El cielo sobre Barcelona estaba cubierto de nubes oscuras el día del funeral de mi padre, Richard Hall. Era británico, pero había forjado su vida —y su fortuna— en España. La iglesia de Santa María del Mar resonaba con los murmullos apagados de los dolientes, pero yo solo podía oír el eco de mis propios pasos al caminar detrás del ataúd. Fue un momento difícil, y aun así, mi esposo, Tomás Llorente, decidió hacerlo aún más doloroso.
Cuando me senté en la primera fila, se inclinó hacia mí, usando ese tono condescendiente que había aprendido a utilizar como arma.
"No eres necesario aquí", murmuró.
Lo miré. Sus ojos brillaban de impaciencia, como si quisiera que todo terminara pronto, como si la muerte de mi padre no fuera más que una molesta interrupción en su agenda. No respondí. Simplemente sonreí. Porque él no sabía nada, absolutamente nada, de lo que estaba a punto de descubrir.
El funeral fue un evento muy solemne. Discursos, flores blancas, miradas sombrías. Permanecí en silencio, con la fuerza de quien acaba de despertar de un largo sueño. Tomás, en cambio, parecía irritado por mi distancia: estaba acostumbrado a que le hiciera preguntas, dudara, obedeciera.

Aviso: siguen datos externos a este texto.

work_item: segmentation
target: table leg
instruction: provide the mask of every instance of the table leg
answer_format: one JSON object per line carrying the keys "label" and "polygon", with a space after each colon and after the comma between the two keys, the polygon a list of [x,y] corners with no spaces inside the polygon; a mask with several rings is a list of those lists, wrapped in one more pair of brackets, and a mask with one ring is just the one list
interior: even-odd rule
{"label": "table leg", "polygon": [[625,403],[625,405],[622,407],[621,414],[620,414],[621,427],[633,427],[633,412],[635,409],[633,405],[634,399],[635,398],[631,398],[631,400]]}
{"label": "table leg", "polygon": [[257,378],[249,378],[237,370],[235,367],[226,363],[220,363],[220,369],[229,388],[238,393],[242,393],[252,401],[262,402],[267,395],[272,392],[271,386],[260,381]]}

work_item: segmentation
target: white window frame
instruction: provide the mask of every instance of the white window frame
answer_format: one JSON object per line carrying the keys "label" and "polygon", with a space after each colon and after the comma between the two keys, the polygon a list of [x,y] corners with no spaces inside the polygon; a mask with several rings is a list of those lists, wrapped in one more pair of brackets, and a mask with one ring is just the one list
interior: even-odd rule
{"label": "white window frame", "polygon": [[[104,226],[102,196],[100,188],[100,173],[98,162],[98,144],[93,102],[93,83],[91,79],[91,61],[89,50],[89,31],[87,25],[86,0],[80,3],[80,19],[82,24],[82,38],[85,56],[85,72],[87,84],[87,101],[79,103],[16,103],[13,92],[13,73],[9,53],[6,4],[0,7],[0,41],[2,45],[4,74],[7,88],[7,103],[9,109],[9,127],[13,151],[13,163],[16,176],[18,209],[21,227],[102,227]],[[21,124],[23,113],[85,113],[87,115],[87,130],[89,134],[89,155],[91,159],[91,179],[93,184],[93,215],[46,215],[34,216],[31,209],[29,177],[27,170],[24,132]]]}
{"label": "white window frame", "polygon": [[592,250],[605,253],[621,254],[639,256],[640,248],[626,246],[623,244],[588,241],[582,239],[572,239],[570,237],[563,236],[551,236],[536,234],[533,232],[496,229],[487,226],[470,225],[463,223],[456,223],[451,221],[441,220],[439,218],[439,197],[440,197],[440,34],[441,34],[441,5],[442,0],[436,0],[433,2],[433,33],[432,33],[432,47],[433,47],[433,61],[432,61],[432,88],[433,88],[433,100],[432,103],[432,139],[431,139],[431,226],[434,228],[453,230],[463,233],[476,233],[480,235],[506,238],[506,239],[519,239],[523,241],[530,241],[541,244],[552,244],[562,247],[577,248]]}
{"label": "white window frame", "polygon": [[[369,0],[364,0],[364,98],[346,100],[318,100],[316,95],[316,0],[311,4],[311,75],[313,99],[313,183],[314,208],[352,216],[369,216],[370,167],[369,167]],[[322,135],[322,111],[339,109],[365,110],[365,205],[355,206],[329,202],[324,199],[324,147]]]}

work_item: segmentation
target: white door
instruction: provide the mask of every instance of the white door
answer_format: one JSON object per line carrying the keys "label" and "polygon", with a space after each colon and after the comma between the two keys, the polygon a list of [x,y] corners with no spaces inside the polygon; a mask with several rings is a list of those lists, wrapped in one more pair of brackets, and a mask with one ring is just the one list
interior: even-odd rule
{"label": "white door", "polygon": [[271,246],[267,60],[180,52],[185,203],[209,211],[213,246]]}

Al salir de la iglesia, se volvió hacia mí para añadir algo, pero se le quebró la voz de golpe. Frente al edificio, tres limusinas negras estaban estacionadas en fila, impecables, reluciendo bajo el cielo gris.
Tomás se puso pálido.
"¿Quiénes son estos hombres?" murmuró.
De los vehículos salieron hombres: trajes oscuros, porte profesional, movimientos perfectamente sincronizados. No eran simples guardaespaldas ni conductores contratados para la ocasión. Eran el tipo de personal que solo trabaja para quienes pueden pagar por su silencio y lealtad.
Me acerqué a él y le puse una mano en el brazo, como si estuviéramos compartiendo un secreto íntimo.
"Trabajan para mí", respondí con calma.
Tomás retrocedió un poco, desconcertado, casi asustado.
Caminé hacia el primer vehículo. El líder del grupo, un hombre alto de mirada penetrante, me abrió la puerta con una reverencia respetuosa.
"Señora Hall, estamos a su servicio", dijo.